A Jeb Stuart escapade...
I have a great many books about the late unpleasantness betwixt the states, most of which I've managed to read over the years. The majority of my books are somewhat of a specialist nature, Regimental Histories, books on equipment, books about specific campaigns (western theatre for the most part) and books about cavalry, but I have few concerning the Army of Northern Virginia. When I am confronted with a question concerning the eastern theatre I have limited resources for research. My interest has almost always been with the Army of Tennessee and the Atlanta campaign, so I have been a bit lax in my reading where it concerns the ANVA.
I recently obtained an older book; A Civil War Treasury. It was cheap and looked like a good book for my, umph, reading room, ahem, because it is mainly a collection of short anecdotes. There is a section in this book about Jeb Stuart which I turned to immediately (of course!) and found an odd little story that I've never heard before.
According to page 221 of the 1960 Promontory Press edition, Stuart's cavalry captured a telegraph station on the Orange and Alexandria Railroad and Stuart "opened communication with old Abe, and elicited several respectful responses; when he concluded by remonstrating with him respecting the inferior qualities of his mules, in the following dispatch:"

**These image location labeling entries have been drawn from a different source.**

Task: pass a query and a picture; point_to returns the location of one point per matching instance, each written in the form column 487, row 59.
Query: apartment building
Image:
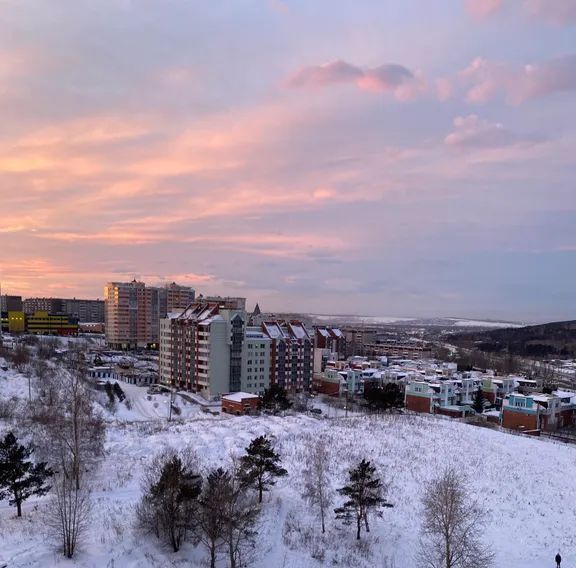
column 256, row 356
column 86, row 311
column 329, row 345
column 133, row 311
column 291, row 362
column 357, row 338
column 203, row 348
column 10, row 303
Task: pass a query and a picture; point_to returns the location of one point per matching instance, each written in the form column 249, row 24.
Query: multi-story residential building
column 329, row 345
column 85, row 311
column 434, row 398
column 291, row 355
column 10, row 303
column 415, row 349
column 256, row 361
column 495, row 389
column 208, row 349
column 43, row 323
column 133, row 311
column 82, row 310
column 357, row 338
column 538, row 411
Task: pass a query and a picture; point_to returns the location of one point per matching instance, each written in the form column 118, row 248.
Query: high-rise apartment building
column 10, row 303
column 291, row 355
column 86, row 311
column 210, row 349
column 205, row 349
column 133, row 311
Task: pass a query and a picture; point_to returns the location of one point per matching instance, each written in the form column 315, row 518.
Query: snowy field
column 527, row 485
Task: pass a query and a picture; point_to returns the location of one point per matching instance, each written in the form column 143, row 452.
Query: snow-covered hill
column 526, row 484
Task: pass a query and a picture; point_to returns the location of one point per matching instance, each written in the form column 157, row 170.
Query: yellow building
column 13, row 322
column 43, row 323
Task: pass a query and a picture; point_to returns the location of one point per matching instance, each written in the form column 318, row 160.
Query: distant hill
column 556, row 339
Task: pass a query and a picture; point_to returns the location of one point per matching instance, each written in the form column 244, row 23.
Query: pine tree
column 317, row 488
column 260, row 465
column 19, row 477
column 275, row 398
column 213, row 511
column 364, row 493
column 174, row 498
column 478, row 404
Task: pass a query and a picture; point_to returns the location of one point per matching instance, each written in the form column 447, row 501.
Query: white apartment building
column 208, row 349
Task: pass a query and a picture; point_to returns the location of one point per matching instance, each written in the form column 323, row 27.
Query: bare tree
column 452, row 526
column 364, row 493
column 169, row 505
column 317, row 478
column 70, row 512
column 20, row 357
column 74, row 432
column 545, row 374
column 241, row 514
column 213, row 507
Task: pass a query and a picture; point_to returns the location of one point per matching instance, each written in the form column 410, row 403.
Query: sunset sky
column 385, row 157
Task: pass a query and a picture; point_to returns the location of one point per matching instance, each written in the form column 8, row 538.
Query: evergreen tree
column 213, row 511
column 119, row 392
column 478, row 404
column 275, row 398
column 364, row 493
column 260, row 465
column 174, row 499
column 386, row 397
column 19, row 477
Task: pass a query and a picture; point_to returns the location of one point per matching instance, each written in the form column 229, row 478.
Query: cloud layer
column 487, row 79
column 560, row 12
column 193, row 141
column 386, row 78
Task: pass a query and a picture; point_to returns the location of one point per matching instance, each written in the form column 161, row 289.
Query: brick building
column 239, row 403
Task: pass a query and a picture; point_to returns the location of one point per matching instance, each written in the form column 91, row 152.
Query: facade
column 239, row 403
column 495, row 389
column 291, row 362
column 442, row 397
column 329, row 345
column 81, row 310
column 44, row 323
column 537, row 411
column 13, row 322
column 10, row 303
column 406, row 349
column 133, row 311
column 208, row 349
column 255, row 361
column 357, row 338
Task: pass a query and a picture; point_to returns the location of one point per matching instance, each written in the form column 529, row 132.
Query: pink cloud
column 553, row 11
column 444, row 88
column 473, row 132
column 486, row 79
column 560, row 12
column 387, row 78
column 483, row 8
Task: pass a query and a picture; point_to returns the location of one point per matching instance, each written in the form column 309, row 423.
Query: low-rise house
column 538, row 411
column 495, row 389
column 239, row 403
column 103, row 373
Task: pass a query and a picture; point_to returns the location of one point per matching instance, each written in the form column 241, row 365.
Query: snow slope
column 526, row 484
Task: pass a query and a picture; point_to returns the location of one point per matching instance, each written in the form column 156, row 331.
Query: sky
column 372, row 157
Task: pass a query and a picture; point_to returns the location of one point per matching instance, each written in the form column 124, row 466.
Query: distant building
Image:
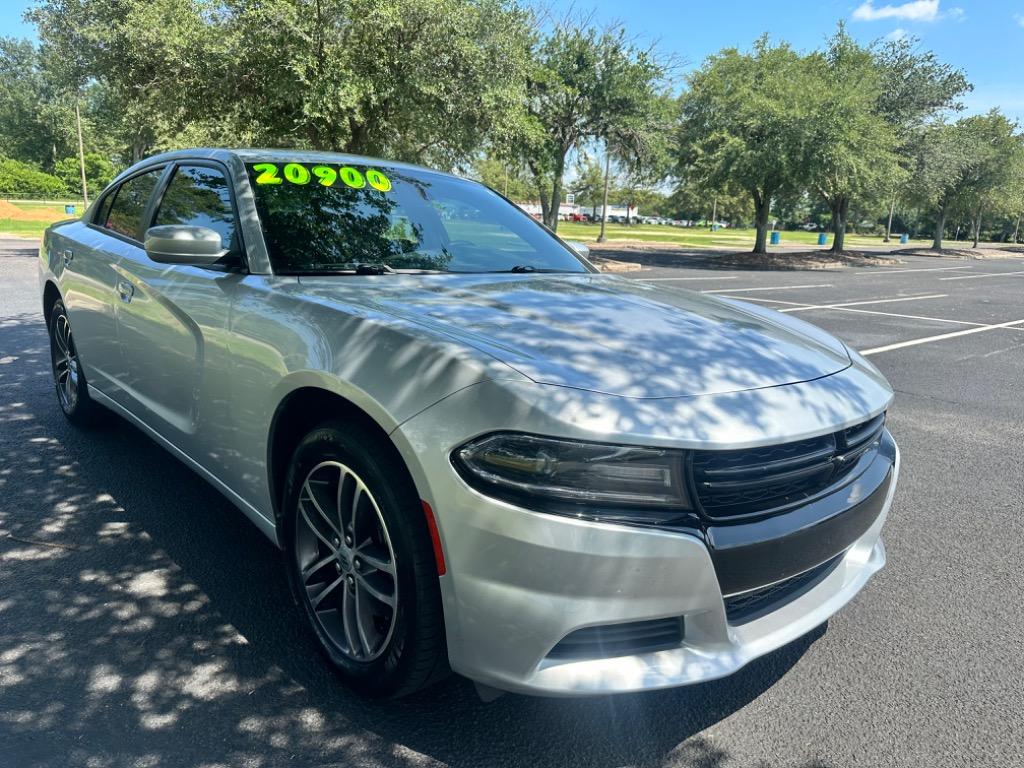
column 567, row 210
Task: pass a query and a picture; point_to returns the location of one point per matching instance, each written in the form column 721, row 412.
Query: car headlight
column 591, row 479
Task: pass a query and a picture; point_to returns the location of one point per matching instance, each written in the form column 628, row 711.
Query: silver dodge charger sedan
column 475, row 452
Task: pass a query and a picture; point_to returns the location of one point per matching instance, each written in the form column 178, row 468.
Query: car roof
column 250, row 155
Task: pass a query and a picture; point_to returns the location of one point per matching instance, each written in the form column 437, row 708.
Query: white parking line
column 907, row 316
column 804, row 308
column 940, row 337
column 976, row 276
column 883, row 270
column 798, row 306
column 658, row 280
column 773, row 288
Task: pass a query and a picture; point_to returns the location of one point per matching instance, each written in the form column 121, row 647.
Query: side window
column 200, row 197
column 130, row 200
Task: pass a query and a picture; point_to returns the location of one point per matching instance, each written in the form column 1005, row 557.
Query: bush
column 98, row 172
column 24, row 180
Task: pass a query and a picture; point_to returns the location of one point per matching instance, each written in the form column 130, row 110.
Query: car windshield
column 327, row 218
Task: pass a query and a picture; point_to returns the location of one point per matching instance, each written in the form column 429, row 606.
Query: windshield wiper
column 528, row 268
column 372, row 268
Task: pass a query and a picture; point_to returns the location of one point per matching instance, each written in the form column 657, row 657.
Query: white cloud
column 916, row 10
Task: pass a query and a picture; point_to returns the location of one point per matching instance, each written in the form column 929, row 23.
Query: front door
column 173, row 318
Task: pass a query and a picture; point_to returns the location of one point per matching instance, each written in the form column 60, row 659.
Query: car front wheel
column 72, row 389
column 360, row 563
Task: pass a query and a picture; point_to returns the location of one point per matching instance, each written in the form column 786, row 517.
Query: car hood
column 601, row 333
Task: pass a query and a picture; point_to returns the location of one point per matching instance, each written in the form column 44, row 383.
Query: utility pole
column 81, row 151
column 604, row 209
column 889, row 226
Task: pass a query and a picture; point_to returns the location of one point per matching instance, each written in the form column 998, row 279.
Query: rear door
column 173, row 318
column 89, row 279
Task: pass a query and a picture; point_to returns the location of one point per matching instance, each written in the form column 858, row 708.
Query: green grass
column 31, row 218
column 24, row 228
column 701, row 238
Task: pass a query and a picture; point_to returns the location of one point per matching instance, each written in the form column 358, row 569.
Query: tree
column 742, row 126
column 510, row 178
column 419, row 80
column 584, row 85
column 850, row 145
column 915, row 88
column 25, row 180
column 994, row 152
column 961, row 168
column 98, row 172
column 36, row 125
column 588, row 186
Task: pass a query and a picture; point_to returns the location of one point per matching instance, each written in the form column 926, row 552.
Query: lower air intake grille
column 620, row 640
column 734, row 483
column 750, row 605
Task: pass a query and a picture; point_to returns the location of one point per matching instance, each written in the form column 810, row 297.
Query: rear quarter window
column 128, row 204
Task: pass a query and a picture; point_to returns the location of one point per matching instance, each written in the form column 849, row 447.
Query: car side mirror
column 182, row 244
column 580, row 248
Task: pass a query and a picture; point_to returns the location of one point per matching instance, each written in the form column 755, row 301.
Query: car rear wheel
column 69, row 379
column 360, row 563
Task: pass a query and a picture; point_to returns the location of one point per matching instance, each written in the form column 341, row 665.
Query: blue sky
column 983, row 37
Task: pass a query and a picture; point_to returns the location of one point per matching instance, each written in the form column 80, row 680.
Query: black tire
column 69, row 379
column 415, row 654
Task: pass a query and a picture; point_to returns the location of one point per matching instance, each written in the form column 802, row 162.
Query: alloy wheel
column 346, row 562
column 66, row 366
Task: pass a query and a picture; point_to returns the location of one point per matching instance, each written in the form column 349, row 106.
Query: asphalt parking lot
column 143, row 622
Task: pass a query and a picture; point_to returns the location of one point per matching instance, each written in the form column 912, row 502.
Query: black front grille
column 736, row 483
column 620, row 639
column 750, row 605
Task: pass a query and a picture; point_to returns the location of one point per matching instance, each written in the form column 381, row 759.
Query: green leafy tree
column 588, row 186
column 966, row 168
column 26, row 180
column 510, row 178
column 98, row 172
column 915, row 88
column 36, row 124
column 420, row 80
column 585, row 84
column 851, row 147
column 743, row 126
column 991, row 182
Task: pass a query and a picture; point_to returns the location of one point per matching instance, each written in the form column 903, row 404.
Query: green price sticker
column 296, row 173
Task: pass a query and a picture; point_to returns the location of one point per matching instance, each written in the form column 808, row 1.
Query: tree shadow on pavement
column 143, row 621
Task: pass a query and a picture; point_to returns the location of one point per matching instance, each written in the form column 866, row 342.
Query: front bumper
column 519, row 582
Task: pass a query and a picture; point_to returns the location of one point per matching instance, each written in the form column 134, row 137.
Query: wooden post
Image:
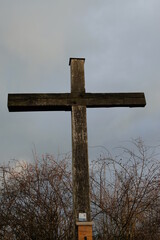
column 76, row 102
column 80, row 168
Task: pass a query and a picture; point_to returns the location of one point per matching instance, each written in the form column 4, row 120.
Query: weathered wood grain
column 65, row 101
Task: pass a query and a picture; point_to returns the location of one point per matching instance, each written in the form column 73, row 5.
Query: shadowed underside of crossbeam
column 65, row 101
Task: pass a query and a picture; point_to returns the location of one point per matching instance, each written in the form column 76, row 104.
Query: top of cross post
column 75, row 59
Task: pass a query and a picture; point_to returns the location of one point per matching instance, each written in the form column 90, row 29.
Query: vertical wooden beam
column 80, row 168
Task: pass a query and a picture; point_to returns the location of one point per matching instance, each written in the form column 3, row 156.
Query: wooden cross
column 77, row 101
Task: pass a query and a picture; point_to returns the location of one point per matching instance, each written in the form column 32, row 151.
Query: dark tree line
column 36, row 198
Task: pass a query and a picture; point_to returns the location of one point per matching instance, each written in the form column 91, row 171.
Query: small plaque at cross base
column 84, row 230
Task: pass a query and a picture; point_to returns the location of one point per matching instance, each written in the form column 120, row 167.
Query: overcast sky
column 120, row 40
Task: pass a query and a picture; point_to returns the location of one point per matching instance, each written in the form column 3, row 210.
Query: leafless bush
column 125, row 194
column 36, row 199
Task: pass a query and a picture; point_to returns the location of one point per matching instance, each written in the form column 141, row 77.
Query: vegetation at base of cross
column 36, row 198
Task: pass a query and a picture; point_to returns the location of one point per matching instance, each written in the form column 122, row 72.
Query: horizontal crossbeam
column 64, row 101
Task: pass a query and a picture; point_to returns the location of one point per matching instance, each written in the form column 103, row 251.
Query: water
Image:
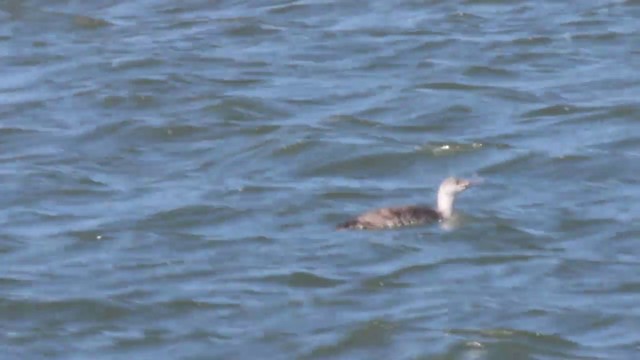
column 172, row 173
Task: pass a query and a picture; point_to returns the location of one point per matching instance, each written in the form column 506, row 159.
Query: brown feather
column 387, row 218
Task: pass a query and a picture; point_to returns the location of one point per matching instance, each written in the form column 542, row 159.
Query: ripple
column 305, row 280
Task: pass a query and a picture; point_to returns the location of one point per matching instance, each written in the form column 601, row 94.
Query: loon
column 394, row 217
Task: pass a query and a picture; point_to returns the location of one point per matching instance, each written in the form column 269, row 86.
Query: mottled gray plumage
column 393, row 217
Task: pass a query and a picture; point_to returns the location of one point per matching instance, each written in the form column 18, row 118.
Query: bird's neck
column 445, row 204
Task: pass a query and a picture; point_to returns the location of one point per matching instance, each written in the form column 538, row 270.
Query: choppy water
column 172, row 172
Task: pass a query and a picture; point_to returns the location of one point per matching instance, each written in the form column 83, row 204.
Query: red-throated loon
column 393, row 217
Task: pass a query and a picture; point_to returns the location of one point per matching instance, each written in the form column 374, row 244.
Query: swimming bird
column 393, row 217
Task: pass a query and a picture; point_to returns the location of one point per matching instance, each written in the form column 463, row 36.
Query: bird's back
column 393, row 217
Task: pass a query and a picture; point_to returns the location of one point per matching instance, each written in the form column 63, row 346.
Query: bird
column 399, row 216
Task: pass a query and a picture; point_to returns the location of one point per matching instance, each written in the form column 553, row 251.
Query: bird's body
column 393, row 217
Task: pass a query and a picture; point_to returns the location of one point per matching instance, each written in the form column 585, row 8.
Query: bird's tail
column 347, row 225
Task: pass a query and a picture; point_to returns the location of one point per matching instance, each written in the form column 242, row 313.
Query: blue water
column 173, row 171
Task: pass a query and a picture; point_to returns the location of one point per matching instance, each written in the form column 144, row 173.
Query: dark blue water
column 172, row 173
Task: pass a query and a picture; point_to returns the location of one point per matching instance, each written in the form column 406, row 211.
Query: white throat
column 445, row 204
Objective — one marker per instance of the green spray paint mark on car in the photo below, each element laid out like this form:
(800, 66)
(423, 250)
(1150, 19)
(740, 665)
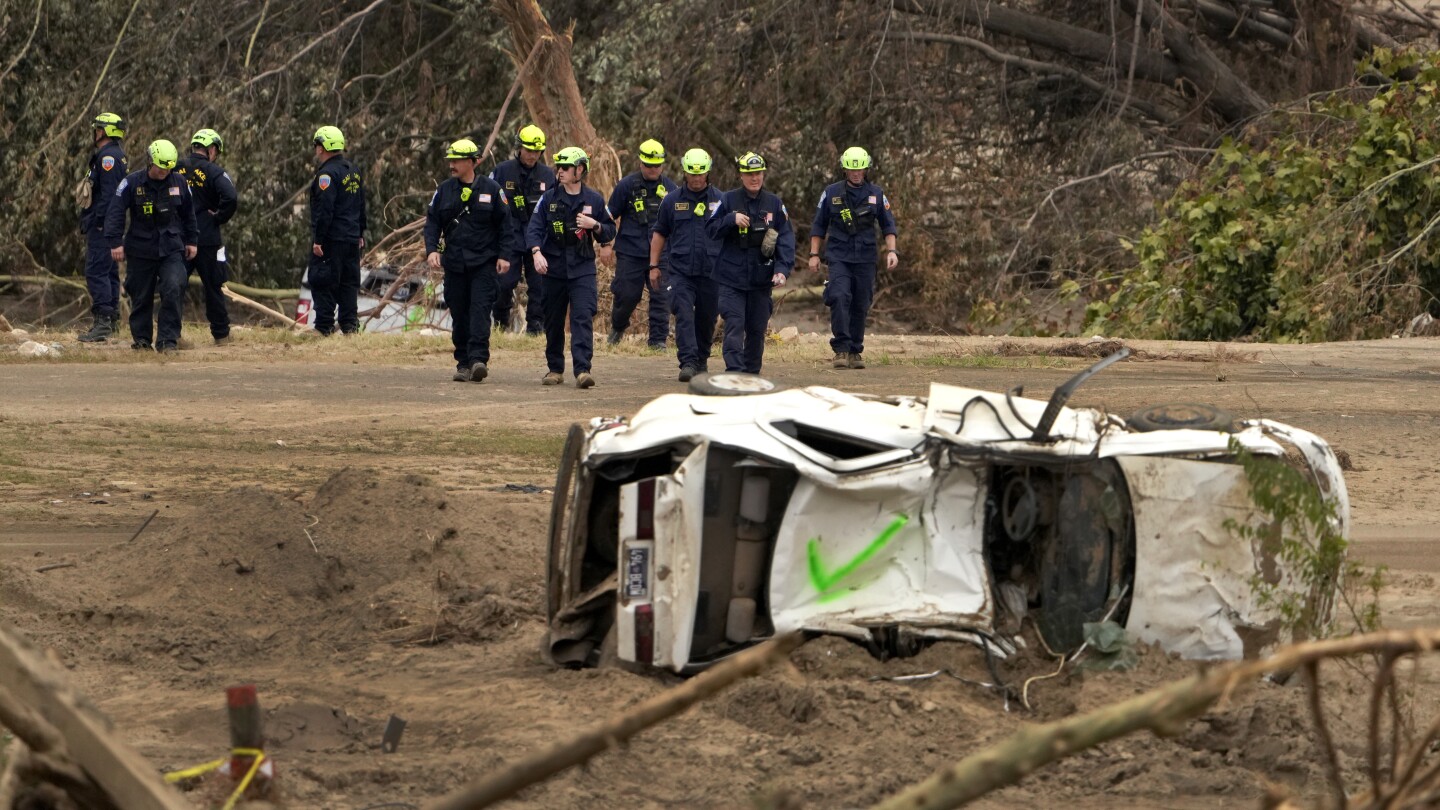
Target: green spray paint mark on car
(825, 580)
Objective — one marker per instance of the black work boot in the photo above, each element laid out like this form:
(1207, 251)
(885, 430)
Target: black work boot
(100, 330)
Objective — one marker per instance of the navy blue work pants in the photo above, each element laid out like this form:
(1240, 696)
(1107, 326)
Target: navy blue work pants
(213, 273)
(746, 316)
(520, 265)
(578, 299)
(696, 301)
(848, 294)
(471, 297)
(143, 278)
(344, 293)
(101, 276)
(632, 280)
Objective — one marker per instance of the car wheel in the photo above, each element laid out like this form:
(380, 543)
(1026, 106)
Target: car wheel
(559, 505)
(730, 384)
(1182, 417)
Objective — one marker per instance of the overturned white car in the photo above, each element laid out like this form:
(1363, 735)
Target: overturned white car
(712, 521)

The last draw of wagons I've just made are very good, but the mules are of inferior stock, scarcely able to haul off the empty wagons; and if you expect me to give your lines any further attention in this quarter, you should furnish better stock, as I've had to burn several valuable wagons before getting them to my lines.
(Signed) J.E.B. Stuart
I had never heard that one before. My first thought was that this might be something interesting to write about.
I have a Stuart biography by Colonel John W. Thomason (an older book, published in 1930), but it has been several years since I read it. I did not recall reading anything of that nature in it, so of course I pulled it out to do a bit of checking. Colonel Thomason did indeed write of this incident (in a bit more detail), but it was not "old Abe" that Stuart corresponded with, it was Quartermaster-General Montgomery C. Meigs of the United States Army. Stuart may have actually addressed the telegram to Lincoln, the original message has been lost to history unfortunately...
This is what Colonel Thomason has to say about it;
"I could not find in the old records the original of it– hardly expected to, in fact, because from Quartermaster-General Meigs' papers, you deduce that he was deficient in humor, and probably threw it in the fire."
I don't like to make an idiot of myself, so I looked on the web for more evidence, but came up empty handed. I did find another version of the story in The Campaigns of Stuart's Cavalry by Major H.B. McClellan, Chief of Staff of the Army of Northern Virginia's Cavalry Corps.
"he caused his operator to send a message to General M.C. Meigs, Quartermaster-General, at Washington, in which he complained that the quality of the mules recently furnished to the army was so inferior as greatly to embarrass him in moving his captured wagons."
I will make a confession now; I've had The Campaigns of Stuart's Cavalry for a couple of years now and have yet to read the whole thing. It has also been quite some time since I've read Colonel Thomason's book and I admit, I probably skimmed through it, which explains how I missed this little tale before.